Die Entscheidung des Bundesgerichtshofs:
Das Berufungsgericht hat die Revision nicht zugelassen. Dagegen wendet sich die Beschwerde der Beklagten. Mit der angestrebten Revision möchte sie die Abweisung der Klage erreichen.
Unabhängig davon, dass die Beschwerde schon unzulässig war, da der Wert nicht den Betrag von 20.000 € übersteigt (§ 26 Nr. 8 EGZPO, §§ 544, 97 Abs. 1 ZPO), hat sich der Bundesgerichtshof allerdings auch deutlich inhaltlich geäussert:
Die Nichtzulassungsbeschwerde der Beklagten hätte auch in der Sache keinen Erfolg gehabt, weil die auf die Verletzung von Verfahrensgrundrechten gestützten Rügen nicht durchgreifen, die Rechtssache keine grundsätzliche Bedeutung hat und auch die Sicherung einer einheitlichen Rechtsprechung eine Entscheidung des Revisionsgerichts nicht erfordert (§ 543 Abs. 2 S. 1 ZPO).
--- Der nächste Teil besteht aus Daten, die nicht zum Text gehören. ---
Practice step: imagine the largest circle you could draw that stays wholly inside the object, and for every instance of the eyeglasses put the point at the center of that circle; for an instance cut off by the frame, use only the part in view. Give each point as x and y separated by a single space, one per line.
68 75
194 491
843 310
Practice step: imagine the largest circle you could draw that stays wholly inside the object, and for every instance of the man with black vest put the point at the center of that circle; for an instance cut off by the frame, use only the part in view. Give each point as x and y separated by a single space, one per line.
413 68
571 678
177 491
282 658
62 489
Die NPD macht ohne Erfolg geltend, es bedürfe einer höchstrichterlichen Leitentscheidung zu der Frage, welche Verwendung von frei zugänglichen Musikstücken den politischen Parteien erlaubt sei und unter welchen Voraussetzungen Urheber von Musikstücken deren Abspielen auf Wahlkampfveranstaltungen untersagen könnten.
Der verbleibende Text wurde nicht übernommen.